Na coluna de ontem (29), escrevi sobre a licitação para contratação de médicos para atender no Pronto Socorro da Fundação Hospitalar Santa Terezinha. E que pelo resultado, que está em fase final de recursos, deve ocorrer a troca da atual equipe de médicos que presta serviços. E a repercussão foi muito grande.
“O trabalho é complexo”
Conversei com um médico que já trabalhou no Pronto Socorro do Santa. Para ele a troca de médicos irá virar um caos: “Não vão achar profissionais que trabalham como os que trabalham hoje. É muito complexo. Ainda mais só um médico, sozinho nos plantões”.

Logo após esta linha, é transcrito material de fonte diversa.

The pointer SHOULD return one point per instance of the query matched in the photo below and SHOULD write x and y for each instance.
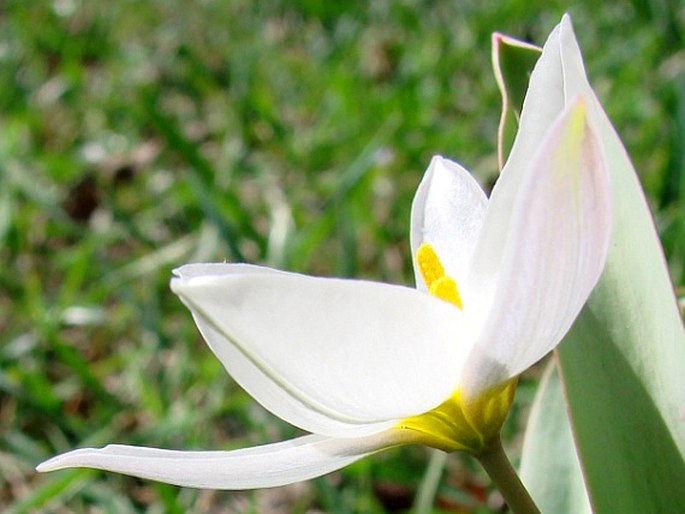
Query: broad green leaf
(549, 464)
(622, 362)
(512, 61)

“90% poderia ser resolvido nas UBSs
Disse também que chega a ser desumano: “Por mais que tenha reclamação, acredito que 90% dos casos poderiam ser resolvidos nos postos de saúde (UBSs). Um médico para essa exorbitante demanda de 105 mil habitantes e mais cidades do interior é complicado, mas a população vê de outra forma”.
“Se trabalha com salários atrasados e gente querendo atestados”
Fala também do lado profissional dos médicos: “se trabalha com salários atrasados, gente querendo atestado por qualquer coisa e não querem trabalhar, pessoas gritam e desaforam os médicos”
O profissional encerra a conversa com um alerta: “o que era para virar uma emergência virou uma UBS (Unidade Básica de Saúde) ”.